La pluie avait cessé. Un pan lumineux souriait parmi les nuages qui se groupaient en fuyant. A la gare Saint-Lazare, Benoît déposa la femme qui, lestée d’argent, emporta son nourrisson sur une dernière promesse : « Il sera comme un prince au bon air ». Le sort en était jeté ! Benoît rentra. La nouvelle nourrice allaitait placidement l’enfant qui venait de lui être confié. Elle constata :

- Monsieur a bien fait. Il avait faim ce mignon-là ! Ce n’est pas pour dire, mais il se trouve mieux.

Enfin Mésaule mit Nicole au courant du changement de nourrice. Elle l’approuva. Alors, il gagna sa chambre en titubant et tomba sur un fauteuil, ivre de lassitude, de joie, de remords, dans un demi-évanouissement dont il sortit pour se traîner jusqu’à la cheminée où il brûla les feuilles de carnet qui contenait, point par point, les étapes de son crime.


XIII

Six mois après, Benoît fut accueilli par Mme Lephiernand qui semblait très embarrassée.

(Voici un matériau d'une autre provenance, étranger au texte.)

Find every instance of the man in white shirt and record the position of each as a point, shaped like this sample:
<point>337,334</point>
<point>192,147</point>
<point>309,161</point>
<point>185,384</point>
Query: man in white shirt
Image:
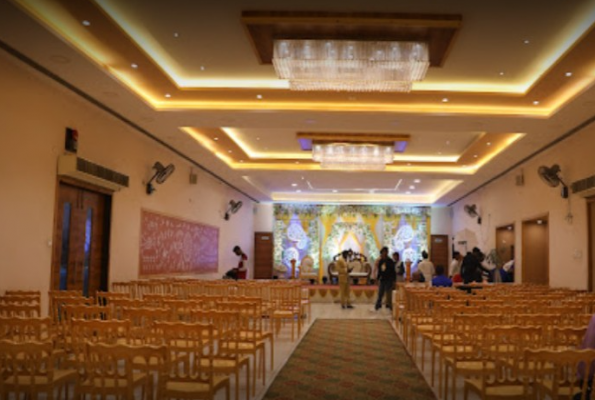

- Après vos bontés, lui dit-elle, je suis bien ennuyée d’avoir à vous annoncer une mauvaise nouvelle. Je vous demande de ne pas trop en vouloir à Germaine. C’est une inconséquente. Si vous m’aviez consultée avant de vous mettre avec elle, je vous l’aurais déconseillé, moi sa sœur, qui ai toujours suivi le droit chemin. Dès qu’elle a pu sortir, Germaine a été comme un cabri échappé. Soyons juste : vous veniez de moins en moins et puis elle a appris que vous aviez eu un garçon de votre dame : ça l’a vexée : « Je n’ai plus que des infériorités » qu’elle répétait. J’avais beau lui dire : « Le mariage est une chose ; l’amour en est une autre », elle se butait, vous comprenez. Le pire, c’est qu’elle est renfermée comme pas une. Quand vous veniez, elle causait avec vous de ceci et de cela, comme si elle ne vous en voulait pas. Votre erreur a été de ne jamais la sortir, le soir. Dès qu’elle a été sûre de sa nuit, elle en a abusé. Je le devinais et j’essayais de la retenir. Autant arrêter un boulet de canon ! « J’ai ma vie à arranger. Mêle-toi de ce qui te regarde. » Rien n’y faisait, pas même l’idée de son Lucien. Elle est allée le voir en tout et pour tout trois fois, entre deux trains. Je lui faisais honte. Savez-vous ce qu’elle me répondait : « Occupe-toi de tes oignons. Je ne suis pas sur terre pour m’embêter et pour devenir moche comme toi. »

- Bref ?

- Elle ne pouvait pas se supporter seule, qu’est-ce que vous voulez ? Elle s’est mise avec quelqu’un. C’est un chanteur à ce qu’il paraît. Elle s’en est toquée. Un appelé Parmille ou Parnille... non, j’y suis : Larcylle avec un i grec. Il lui a fait miroiter Rio-de-Janeiro. Elle veut entrer au théâtre là-bas, faire peau neuve sous prétexte qu’elle n’a pas des pieds pour les pantoufles. J’en mets bien des pantoufles, et j’en suis fière ! Pour moi, malgré tout ce qui s’est passé, Germaine a eu de la chance de vous rencontrer. Et je ne le lui ai pas caché. La vérité est qu’elle a envie de s’amuser.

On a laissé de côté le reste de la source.